Paul Ryan - GoTo

Paul Ryan was a Unix kernel hacker before he joined GoTo in April of 1999.

Agenda of the Presentation

  1. Search engines
    1. Origins of search engines
    2. How search engines work
    3. Who is the biggest
    4. Why GoTo is the “coolest”
  2. What is needed to have the second largest search engine
    1. Architecture, Infrastructure
    2. Performance
    3. Operations
  3. What kind of, and how many people are needed for a successful business?
  4. Where is the ‘net going? What will happen to search engines in the future?
  1. The Origins of Search Engines
    • ’90 Archie - ftp (File Transfer Protocol) indexing and retrieval
    • ’92 Gopher - document network (non-ftp) there is a movement to bring this back
    • ’92-’93 - Bots start to surface
      • WWW Wanderer (wandex) - 1st servers, then URLs
      • Aliweb - indexes web like Archie
    • ‘93+ Spiders
      • WWW Worm
      • (Excite) Architext from Stanford
  2. How search engines work

Problems with spiders

Generate a lot of data, without intelligence to map pages to space
     eg. a page with “China”, is the person searching for a country? Plates? A person?
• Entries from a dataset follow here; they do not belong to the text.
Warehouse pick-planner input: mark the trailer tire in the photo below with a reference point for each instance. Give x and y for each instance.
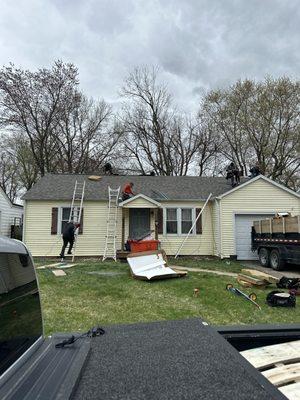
(276, 262)
(264, 257)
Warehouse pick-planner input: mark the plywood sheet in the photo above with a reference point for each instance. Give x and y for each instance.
(151, 265)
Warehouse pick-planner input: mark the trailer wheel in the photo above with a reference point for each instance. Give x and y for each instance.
(276, 261)
(264, 257)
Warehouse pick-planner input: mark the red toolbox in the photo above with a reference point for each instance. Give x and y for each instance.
(143, 245)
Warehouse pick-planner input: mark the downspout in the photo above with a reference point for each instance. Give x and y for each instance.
(220, 229)
(23, 228)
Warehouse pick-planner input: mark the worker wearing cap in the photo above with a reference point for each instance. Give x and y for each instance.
(127, 191)
(68, 237)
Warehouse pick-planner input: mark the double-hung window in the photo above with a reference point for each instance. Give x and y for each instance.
(186, 219)
(179, 221)
(65, 215)
(171, 220)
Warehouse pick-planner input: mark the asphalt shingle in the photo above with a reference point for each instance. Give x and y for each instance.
(61, 186)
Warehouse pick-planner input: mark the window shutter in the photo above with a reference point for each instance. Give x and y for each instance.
(54, 220)
(199, 222)
(81, 224)
(160, 222)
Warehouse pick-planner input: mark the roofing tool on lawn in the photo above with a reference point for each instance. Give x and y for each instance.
(252, 297)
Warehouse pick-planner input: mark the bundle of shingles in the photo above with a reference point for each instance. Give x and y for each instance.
(254, 278)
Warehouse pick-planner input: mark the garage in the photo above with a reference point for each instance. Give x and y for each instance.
(243, 224)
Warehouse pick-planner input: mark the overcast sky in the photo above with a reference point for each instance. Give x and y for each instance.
(197, 44)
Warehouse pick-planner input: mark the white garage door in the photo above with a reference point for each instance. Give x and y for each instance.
(243, 224)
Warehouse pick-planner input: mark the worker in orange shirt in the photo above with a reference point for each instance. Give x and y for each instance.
(127, 191)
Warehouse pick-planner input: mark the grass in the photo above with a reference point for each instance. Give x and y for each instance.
(81, 299)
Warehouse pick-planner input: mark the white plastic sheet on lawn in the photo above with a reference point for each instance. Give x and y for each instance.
(150, 266)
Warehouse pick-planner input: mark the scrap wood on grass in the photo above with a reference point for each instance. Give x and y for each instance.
(83, 299)
(250, 278)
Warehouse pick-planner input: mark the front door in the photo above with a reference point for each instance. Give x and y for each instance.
(139, 222)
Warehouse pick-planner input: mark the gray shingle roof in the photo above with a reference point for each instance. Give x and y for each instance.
(61, 186)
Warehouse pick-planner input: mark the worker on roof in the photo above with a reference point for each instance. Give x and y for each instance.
(127, 191)
(233, 174)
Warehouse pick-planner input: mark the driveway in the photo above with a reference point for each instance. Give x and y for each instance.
(291, 271)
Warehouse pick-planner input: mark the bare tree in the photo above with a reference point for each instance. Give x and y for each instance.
(85, 135)
(30, 103)
(157, 137)
(259, 123)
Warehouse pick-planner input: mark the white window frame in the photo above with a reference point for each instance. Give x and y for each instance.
(179, 220)
(59, 217)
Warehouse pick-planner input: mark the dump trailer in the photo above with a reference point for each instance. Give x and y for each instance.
(277, 241)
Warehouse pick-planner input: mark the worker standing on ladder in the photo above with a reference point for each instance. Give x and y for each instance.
(127, 191)
(68, 237)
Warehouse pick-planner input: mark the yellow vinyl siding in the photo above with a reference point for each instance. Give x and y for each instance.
(216, 227)
(91, 243)
(257, 197)
(140, 203)
(200, 244)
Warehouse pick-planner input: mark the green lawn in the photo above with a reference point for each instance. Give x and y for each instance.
(109, 295)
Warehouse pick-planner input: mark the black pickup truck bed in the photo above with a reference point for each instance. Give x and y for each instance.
(161, 360)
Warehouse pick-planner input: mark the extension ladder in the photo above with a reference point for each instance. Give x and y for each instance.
(110, 250)
(76, 210)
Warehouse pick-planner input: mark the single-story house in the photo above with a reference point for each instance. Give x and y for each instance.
(167, 205)
(10, 214)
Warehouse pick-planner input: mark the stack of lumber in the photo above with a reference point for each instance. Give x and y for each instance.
(252, 277)
(280, 364)
(278, 225)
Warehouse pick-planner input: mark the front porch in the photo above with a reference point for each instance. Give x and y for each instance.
(140, 217)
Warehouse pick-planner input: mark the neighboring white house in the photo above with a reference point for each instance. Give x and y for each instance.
(10, 214)
(166, 205)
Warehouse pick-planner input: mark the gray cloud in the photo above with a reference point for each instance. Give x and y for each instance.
(198, 44)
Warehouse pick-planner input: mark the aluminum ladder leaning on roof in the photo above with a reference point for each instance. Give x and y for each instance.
(192, 227)
(76, 210)
(110, 250)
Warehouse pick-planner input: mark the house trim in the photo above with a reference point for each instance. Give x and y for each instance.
(256, 179)
(140, 196)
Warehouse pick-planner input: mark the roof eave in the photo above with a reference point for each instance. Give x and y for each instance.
(254, 180)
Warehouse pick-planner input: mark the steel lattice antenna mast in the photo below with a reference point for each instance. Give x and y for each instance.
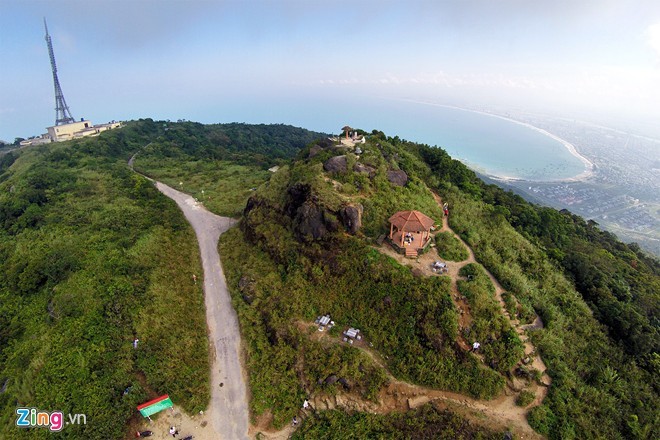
(62, 112)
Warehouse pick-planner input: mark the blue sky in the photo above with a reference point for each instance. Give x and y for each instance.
(274, 61)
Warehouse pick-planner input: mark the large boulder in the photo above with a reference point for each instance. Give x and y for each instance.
(315, 150)
(364, 169)
(397, 177)
(351, 217)
(337, 164)
(309, 222)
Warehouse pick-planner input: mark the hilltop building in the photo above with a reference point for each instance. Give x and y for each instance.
(66, 127)
(75, 130)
Problems with this today include the spamming of engines.

One solution to this is a searchable directory with human crafted hierarchies,

Examples include:

  • Tradewave Galaxy 1/94
  • Yahoo! 4/94 Created by Filo and Yang of Stanford

Metasearchers

These spread out the searches to several engines and collate the responses into one result page that is hopefully of better quality than the individual result pages.

Example:

  • Metacrawler
  • Search.com

The Crawler-based Search Engines

Examples:

  • Lycos (7/94) - the wolf spider
  • Infoseek (4/94)
  • Altavista (12/95)
  • Inktomi (Slurp) - HotBot (5/96) - (name based on the plains Indians spider myth) The Directory/Editorial based Search Engines
  • Yahoo! (4/94)
  • LookSmart (5/95)
  • Snap.com
  • ODP (NewHoo) -- dmoz (1/98)
  • Ask Jeeves (4/97)
  • GoTo (6/98)

Crawlers start with a list of URLs, and then use the following algorithm with each URL

  1. Get the HTML page
  2. Follow the links on the page

They often check two additional sources of information on the sites as well.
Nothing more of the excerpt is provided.